Our friends all esceped chilar (cholera) that reaged through this countery, 35 died in Lurgan in about 10 days. Tanderagee was worst. Portadown had but some 10 dethes. Armagh had great dethes. The dethes in Belfast and Newery was so great that one might think the 1/4 was ded. But all is well this long time. I was gretley fritened when I herd of John Thomsion the red (reed) maker. I saw him on the first day in good helth, and he was ded on 4 day.
We have stile some parteywork here. A man called Branan, a Pepis police officer began to beat a we boy. Others would not let him the pack rose to parteywork, the police fired on the mob. The prestands of the police fired over their heads. The pepies fired low, shot one boy in the ne, another in the leg. The last happened in Portadown, it is to be tried in Dublin.
Now, Dear James, I have wrote all the account I no concerning our family and aney thing thee want to no ask me in thy next letter and I will answer thee.
William O'Neal and Pat O'Neal that treaded to Ameraca and had a shop in Quebec - a young sister and brower with them - they are both ded.
William came home 2 yers past and ded. Pat was buered about 3 months ago here.
Now, Dear James to conclude I bid thee farewell, wishing thee and they famely every blessing that God may send.

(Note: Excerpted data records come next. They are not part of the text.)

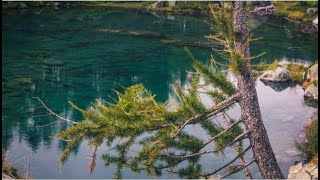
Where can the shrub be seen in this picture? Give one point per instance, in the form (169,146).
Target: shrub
(309,148)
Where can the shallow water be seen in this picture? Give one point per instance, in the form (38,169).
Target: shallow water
(60,56)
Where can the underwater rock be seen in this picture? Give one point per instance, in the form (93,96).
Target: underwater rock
(277,86)
(312,11)
(21,6)
(311,92)
(312,73)
(303,171)
(24,81)
(280,74)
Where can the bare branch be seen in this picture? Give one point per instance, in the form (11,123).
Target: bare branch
(41,115)
(238,138)
(242,153)
(48,124)
(53,113)
(211,112)
(222,132)
(242,167)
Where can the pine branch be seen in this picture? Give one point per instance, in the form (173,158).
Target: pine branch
(230,162)
(222,132)
(242,167)
(211,112)
(53,113)
(238,138)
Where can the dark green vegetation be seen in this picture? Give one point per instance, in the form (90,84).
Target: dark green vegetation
(135,112)
(309,149)
(7,168)
(295,10)
(166,145)
(65,58)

By the end of the first epidemic over 400 people had died in Belfast alone and cholera, as did on-going preventative public health provision, passed quickly from public consciousness. Thus, when cholera returned to Ireland in 1848 practically nothing had changed in the way it was fought. However, during this second epidemic, the efforts of Belfast’s new Board of Guardians, the physician and sanitary reformer Dr Andrew Malcolm and additional sanitary powers granted to the new Town Corporation by town improvement legislation arguably prevented a much higher death toll than was experienced elsewhere. The Guardians, for example acted in defiance of the Poor Law Commissioners when they opened the Belfast Workhouse in 1841 with ten beds for the reception of the sick, rapidly increasing this to 100. The Corporation introduced new housing regulations and were granted additional sanitary powers, giving them more authority to require landlords and property owners to remove nuisances and pave streets. However, by 1848 Dr Malcolm reported that there continued to be a ‘lamentable deficiency’ with regard to the removal of offensive remains. As fears of choleras immanent arrival grew the influential Malcolm rose to the fore to guide the municipal authorities. A Sanitary Committee headed by Malcolm and specifically aimed at dealing with cholera in the first instance was formed in 1848. The Committee published and distributed reports, magistrate’s orders were issued for the removal of nuisances, poor families were provided with straw bedding, houses were whitewashed and new sewers were constructed in some parts of the town.
Despite the preparations however, fatalities were almost treble those of 1832.